Walking Alone
One Year Back Home

Marlboro

In the early sixties, my then-boyfriend introduced me to the Summer Music Festival in Marlboro, Vermont.  Marlboro is a teeny town, (population 978 at last count) about twenty minutes west of Brattleboro. Back then the Festival (held at Marlboro College) was run by the pianist, Rudolph Serkin. I remember how thrilled I was hearing Pablo Casals playing the cello there, his young wife sitting just behind me. 

Peter, my now-boyfriend, and I also love Marlboro, but we hadn’t been there for years until a couple of weeks ago.
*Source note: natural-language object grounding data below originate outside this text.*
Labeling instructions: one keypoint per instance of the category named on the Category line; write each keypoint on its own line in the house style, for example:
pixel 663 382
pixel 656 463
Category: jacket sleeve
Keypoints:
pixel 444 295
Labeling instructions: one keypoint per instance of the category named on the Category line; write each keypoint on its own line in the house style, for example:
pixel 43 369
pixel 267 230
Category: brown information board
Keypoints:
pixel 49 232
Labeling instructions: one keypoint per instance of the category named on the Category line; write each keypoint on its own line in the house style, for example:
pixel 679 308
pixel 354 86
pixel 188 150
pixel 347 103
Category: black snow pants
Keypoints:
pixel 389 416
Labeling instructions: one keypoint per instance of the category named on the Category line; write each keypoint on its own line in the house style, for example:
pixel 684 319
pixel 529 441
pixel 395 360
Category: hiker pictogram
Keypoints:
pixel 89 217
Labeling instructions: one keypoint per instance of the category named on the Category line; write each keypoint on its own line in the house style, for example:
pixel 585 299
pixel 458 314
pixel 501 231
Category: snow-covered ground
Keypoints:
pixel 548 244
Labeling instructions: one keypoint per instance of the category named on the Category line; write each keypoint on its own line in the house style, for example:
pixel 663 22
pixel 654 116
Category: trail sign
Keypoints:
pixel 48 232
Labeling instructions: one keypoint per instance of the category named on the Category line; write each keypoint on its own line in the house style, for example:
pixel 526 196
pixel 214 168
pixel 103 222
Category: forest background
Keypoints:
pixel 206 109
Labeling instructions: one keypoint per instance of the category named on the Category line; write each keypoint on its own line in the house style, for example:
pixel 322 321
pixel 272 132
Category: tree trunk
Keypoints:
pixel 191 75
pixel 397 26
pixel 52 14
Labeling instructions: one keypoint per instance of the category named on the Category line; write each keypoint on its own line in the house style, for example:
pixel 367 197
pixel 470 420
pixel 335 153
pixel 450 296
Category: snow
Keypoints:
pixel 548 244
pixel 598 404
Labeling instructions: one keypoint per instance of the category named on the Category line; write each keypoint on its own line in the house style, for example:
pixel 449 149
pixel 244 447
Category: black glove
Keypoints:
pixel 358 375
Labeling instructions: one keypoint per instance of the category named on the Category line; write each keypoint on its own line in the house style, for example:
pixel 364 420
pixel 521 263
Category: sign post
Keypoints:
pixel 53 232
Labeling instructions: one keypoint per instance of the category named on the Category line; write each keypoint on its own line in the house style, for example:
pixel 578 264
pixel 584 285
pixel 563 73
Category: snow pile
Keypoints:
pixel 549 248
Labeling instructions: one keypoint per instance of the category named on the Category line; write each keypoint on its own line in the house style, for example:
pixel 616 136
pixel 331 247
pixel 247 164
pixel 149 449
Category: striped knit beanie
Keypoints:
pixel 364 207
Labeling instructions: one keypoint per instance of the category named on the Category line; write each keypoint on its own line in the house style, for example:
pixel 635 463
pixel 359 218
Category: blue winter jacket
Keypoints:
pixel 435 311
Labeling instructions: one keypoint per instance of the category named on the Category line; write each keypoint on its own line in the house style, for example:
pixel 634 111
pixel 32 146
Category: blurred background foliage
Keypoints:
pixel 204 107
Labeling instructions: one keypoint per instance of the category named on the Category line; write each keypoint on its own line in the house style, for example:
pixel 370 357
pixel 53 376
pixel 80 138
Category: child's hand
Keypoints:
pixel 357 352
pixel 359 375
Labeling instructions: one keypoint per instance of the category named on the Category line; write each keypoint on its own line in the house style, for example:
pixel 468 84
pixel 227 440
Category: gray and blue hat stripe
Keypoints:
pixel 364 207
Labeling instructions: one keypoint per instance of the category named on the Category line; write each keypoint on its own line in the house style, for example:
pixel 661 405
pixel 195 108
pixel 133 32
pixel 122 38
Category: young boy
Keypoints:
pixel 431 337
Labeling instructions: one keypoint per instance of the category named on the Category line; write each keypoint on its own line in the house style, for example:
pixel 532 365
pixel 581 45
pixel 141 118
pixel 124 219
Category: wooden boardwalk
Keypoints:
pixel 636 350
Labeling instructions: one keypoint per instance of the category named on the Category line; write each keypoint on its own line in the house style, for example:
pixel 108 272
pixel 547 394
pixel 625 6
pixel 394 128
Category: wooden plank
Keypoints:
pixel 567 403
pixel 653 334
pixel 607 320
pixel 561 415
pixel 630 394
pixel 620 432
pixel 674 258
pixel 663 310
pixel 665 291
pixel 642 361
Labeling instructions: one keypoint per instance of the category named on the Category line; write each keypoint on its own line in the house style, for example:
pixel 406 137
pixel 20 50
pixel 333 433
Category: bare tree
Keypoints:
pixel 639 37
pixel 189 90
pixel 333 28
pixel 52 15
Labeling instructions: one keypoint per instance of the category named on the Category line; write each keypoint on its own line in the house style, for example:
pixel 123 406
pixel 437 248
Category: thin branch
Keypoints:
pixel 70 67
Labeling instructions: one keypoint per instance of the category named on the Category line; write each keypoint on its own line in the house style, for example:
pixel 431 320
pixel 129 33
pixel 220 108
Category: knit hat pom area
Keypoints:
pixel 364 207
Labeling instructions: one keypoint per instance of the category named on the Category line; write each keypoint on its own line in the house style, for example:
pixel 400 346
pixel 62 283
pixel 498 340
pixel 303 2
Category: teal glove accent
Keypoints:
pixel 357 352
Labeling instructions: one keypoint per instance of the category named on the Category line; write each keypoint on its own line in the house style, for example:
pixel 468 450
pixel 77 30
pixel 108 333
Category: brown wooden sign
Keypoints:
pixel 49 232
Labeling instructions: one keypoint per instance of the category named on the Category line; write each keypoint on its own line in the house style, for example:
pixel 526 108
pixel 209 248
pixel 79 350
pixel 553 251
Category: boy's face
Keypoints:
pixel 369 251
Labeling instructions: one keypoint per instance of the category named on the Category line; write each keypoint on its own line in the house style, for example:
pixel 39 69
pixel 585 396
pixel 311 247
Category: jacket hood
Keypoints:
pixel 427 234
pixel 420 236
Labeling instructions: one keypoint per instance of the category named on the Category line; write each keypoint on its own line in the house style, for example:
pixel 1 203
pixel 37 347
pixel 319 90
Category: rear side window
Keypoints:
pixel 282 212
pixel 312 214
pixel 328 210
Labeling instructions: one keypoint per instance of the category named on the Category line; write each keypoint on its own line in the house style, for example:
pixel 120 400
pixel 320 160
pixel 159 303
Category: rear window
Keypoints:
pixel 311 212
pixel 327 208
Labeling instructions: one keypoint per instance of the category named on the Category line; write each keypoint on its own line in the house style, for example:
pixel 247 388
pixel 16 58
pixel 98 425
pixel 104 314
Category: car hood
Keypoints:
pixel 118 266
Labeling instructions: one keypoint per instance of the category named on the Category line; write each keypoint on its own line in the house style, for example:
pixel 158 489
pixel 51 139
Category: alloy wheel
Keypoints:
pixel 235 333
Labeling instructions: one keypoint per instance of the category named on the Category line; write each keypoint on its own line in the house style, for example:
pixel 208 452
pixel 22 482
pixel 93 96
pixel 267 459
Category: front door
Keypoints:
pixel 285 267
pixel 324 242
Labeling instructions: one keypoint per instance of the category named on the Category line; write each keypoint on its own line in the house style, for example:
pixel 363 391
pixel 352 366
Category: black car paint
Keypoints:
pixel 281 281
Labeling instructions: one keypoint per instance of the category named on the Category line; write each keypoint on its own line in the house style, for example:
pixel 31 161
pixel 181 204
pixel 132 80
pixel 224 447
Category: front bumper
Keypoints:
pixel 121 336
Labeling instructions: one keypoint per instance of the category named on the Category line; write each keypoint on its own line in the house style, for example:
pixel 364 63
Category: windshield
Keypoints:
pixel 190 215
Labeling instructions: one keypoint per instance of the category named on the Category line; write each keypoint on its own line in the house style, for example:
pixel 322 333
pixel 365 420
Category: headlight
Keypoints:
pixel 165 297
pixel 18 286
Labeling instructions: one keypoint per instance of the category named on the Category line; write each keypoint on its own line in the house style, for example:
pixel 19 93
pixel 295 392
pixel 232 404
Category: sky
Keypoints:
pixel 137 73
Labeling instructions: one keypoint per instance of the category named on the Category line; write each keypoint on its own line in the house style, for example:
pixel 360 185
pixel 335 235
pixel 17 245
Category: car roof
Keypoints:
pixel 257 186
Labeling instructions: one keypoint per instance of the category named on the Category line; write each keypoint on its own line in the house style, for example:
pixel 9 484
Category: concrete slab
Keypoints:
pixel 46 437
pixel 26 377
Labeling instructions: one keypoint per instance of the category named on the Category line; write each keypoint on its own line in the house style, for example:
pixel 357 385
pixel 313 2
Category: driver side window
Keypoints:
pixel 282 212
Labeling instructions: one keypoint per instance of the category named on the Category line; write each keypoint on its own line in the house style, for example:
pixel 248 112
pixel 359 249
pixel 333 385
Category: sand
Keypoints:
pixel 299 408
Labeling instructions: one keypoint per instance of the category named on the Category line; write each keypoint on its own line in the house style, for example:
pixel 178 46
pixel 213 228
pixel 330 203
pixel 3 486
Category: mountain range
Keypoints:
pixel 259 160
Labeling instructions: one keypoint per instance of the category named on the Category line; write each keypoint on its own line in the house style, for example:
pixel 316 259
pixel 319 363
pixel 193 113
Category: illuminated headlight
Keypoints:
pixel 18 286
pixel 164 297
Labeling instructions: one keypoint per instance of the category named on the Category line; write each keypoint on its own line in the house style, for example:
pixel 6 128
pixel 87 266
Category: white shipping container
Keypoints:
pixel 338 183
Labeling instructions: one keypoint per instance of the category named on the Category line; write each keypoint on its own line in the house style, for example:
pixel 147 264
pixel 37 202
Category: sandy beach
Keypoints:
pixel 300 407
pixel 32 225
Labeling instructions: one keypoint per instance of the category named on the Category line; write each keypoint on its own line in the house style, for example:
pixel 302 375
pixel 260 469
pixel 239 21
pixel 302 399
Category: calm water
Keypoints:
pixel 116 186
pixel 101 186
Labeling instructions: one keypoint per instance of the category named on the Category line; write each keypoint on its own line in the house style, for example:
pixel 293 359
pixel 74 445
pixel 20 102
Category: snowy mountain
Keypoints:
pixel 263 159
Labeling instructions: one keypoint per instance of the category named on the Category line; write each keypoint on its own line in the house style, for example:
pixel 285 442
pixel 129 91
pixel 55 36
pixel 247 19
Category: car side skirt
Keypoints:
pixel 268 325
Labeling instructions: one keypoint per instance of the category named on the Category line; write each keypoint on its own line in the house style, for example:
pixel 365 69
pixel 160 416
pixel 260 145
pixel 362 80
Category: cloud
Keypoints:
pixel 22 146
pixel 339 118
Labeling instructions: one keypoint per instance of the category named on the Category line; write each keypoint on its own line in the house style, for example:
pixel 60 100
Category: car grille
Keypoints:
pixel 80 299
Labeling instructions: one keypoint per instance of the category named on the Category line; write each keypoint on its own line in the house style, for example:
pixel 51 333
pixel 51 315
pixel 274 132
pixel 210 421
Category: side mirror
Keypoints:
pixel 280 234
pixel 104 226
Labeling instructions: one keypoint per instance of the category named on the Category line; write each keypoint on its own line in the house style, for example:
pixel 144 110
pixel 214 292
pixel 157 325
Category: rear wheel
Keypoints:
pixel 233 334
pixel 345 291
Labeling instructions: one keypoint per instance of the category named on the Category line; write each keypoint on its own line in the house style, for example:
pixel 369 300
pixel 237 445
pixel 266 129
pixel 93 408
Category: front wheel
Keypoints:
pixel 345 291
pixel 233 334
It was our first weekend away (not counting visiting family) in more than two years.  We booked a hotel in nearby Brattleboro and bought tickets for the Saturday night and Sunday afternoon concerts.

The astonishing thing was that nothing had changed in Brattleboro. It is still a 60’s hippy town.  Our hotel on Main Street has been there forever and has photos with ancient cars sitting outside to prove it.  It houses the town’s movie theater and if we weren’t going to concerts, we could have bought a dinner/movie combo that seemed like a bargain. We had dinner before the concert at a wonderful restaurant, the best people-watching I’ve encountered in years. 

When we got to Marlboro, nothing had changed there either.  Still random white houses, a couple of churches and a historical society.  The college campus, home to the Festival, looked as it had a half-century ago. We didn’t.